Set up six hurdles at race height. The first hurdle should be on the race mark. Then:

  • Discount hurdle two by 1 foot.
  • Discount hurdle three by 1 foot.
  • Discount hurdle four by 2 feet.
  • Discount hurdle five by 2 feet.
  • Discount hurdle six by 3 feet.

The challenge here, obviously, is to negotiate the three steps between the hurdles as the space between them decreases as you go down the track. This type of spacing is designed to mimic the feeling of the hurdles rushing up at you in the middle part of the race. The hurdler must trust his or her instincts. He or she cannot allow him or herself to subconsciously slow down in preparation of the lack of space. The hurdler must get his or her feet down between the hurdles and be quick up and off each hurdle. Any floating, any technical mistakes, can prove costly.

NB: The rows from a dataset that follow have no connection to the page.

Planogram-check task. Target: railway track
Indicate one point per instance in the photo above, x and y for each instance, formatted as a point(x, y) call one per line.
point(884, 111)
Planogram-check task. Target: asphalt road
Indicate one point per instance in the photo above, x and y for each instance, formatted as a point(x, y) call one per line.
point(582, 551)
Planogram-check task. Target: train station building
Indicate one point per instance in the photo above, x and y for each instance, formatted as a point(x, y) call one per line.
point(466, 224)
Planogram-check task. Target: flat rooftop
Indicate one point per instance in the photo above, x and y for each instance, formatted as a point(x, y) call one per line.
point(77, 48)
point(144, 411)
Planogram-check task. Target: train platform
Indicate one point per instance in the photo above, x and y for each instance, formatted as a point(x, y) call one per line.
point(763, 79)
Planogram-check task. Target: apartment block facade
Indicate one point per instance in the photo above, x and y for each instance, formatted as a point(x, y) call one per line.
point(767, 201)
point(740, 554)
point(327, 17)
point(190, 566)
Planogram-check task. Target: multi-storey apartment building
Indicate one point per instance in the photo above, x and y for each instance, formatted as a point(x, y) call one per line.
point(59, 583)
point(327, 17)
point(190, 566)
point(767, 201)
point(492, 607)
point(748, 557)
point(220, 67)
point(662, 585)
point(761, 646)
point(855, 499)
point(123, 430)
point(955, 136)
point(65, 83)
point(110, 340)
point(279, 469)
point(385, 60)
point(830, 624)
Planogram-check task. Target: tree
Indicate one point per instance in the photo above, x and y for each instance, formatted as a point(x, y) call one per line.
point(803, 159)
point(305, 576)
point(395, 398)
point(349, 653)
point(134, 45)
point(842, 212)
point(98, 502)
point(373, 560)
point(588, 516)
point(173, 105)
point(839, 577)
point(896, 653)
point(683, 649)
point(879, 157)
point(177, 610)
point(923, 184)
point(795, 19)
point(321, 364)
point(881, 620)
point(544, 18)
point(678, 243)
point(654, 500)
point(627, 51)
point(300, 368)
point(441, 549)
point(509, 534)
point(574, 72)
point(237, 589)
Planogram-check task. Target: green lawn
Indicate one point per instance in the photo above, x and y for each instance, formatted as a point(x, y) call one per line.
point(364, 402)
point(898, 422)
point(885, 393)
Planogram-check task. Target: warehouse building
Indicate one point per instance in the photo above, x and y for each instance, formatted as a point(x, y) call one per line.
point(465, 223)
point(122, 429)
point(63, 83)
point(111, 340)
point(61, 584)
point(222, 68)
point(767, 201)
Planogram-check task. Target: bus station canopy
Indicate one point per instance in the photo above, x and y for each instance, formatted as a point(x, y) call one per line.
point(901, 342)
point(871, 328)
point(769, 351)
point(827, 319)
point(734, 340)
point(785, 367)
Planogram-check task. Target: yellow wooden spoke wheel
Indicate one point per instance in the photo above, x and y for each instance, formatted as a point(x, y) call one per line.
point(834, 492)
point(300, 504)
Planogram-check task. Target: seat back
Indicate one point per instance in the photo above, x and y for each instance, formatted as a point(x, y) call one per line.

This is a high quality workout ( as opposed to a high quantity workout), so five reps should be the max, with three being a good number. Rest should be in the range of 5 to 7 minutes between reps. If doing five, it would be a good idea to do the first two at a height one click below race height so the athlete can get a feel for the rhythm of the workout before facing the race-height barriers.

This workout should be done out of starting blocks. I wouldn’t suggest doing this workout beside a teammate. Each athlete should go separately, so that the focus can be on dealing with the spacing issues as opposed to focusing on competing. As a late-season championship workout, then the competitive element would be appropriate.